経産省「公正なM&Aの在り方に関する指針」
2019年に公表された本指針では、MBOにおける公正な手続きとして以下が示されています。
- 独立した特別委員会の設置
- 外部専門家の独立した助言の取得
- マーケットチェックの実施
- マジョリティ・オブ・マイノリティ条件の設定
- 適切な情報開示
近年の動向
東証の市場改革(PBR1倍割れ是正圧力)を背景に、2023年以降MBOによる非公開化が急増しています。経営の自由度確保と中長期的な企業価値向上を目的とするケースが多く見られます。
MBOの費用とリスク
MBOの実行にはFA報酬、リーガル費用、ファイナンスアレンジメントフィーなど多額のコストがかかります。また、LBOローンの返済が経営を圧迫し、景気悪化時に債務不履行に陥るリスクもあります。MBO後の再上場(IPO)までの期間は平均3〜5年とされ、その間の経営改革の成否が企業価値を大きく左右します。
メリット
- ✓経営の自由度が大幅に向上(短期的な株価プレッシャーからの解放)
- ✓中長期的な視点での経営改革が可能
- ✓経営陣のモチベーション向上(オーナーシップ効果)
- ✓事業承継の有効な手段
デメリット
- ✗構造的な利益相反の問題(経営陣が売り手と買い手を兼ねる)
- ✗LBOローンによる財務負担が重い
- ✗上場廃止に伴う信用力の低下リスク
- ✗買付価格の公正性に対する訴訟リスク
よくある質問(FAQ)
MBOとLBOの違いは?▼
MBOは「誰が買うか」(経営陣)に着目した概念で、LBOは「どう資金調達するか」(対象会社のCFを返済原資とする借入)に着目した概念です。

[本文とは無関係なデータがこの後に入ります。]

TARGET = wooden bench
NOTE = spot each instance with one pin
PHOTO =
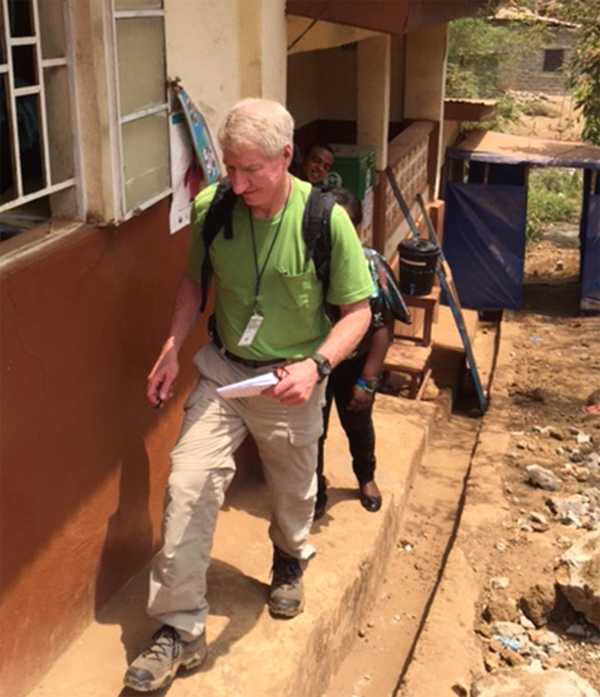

MBOの多くはLBOの手法を活用するため、両者は組み合わせて使われることが多いです。
経営陣はいくら出資する必要がある?▼
PEファンドとの交渉次第ですが、一般的に買収総額の5〜20%程度の出資が求められます。経営陣のコミットメント(本気度)を示す意味もあります。
MBO後に再上場することはある?▼
はい。MBOで非公開化した後、企業価値を高めてIPO(再上場)するケースは珍しくありません。PEファンドのExitStrategy(出口戦略)としても一般的です。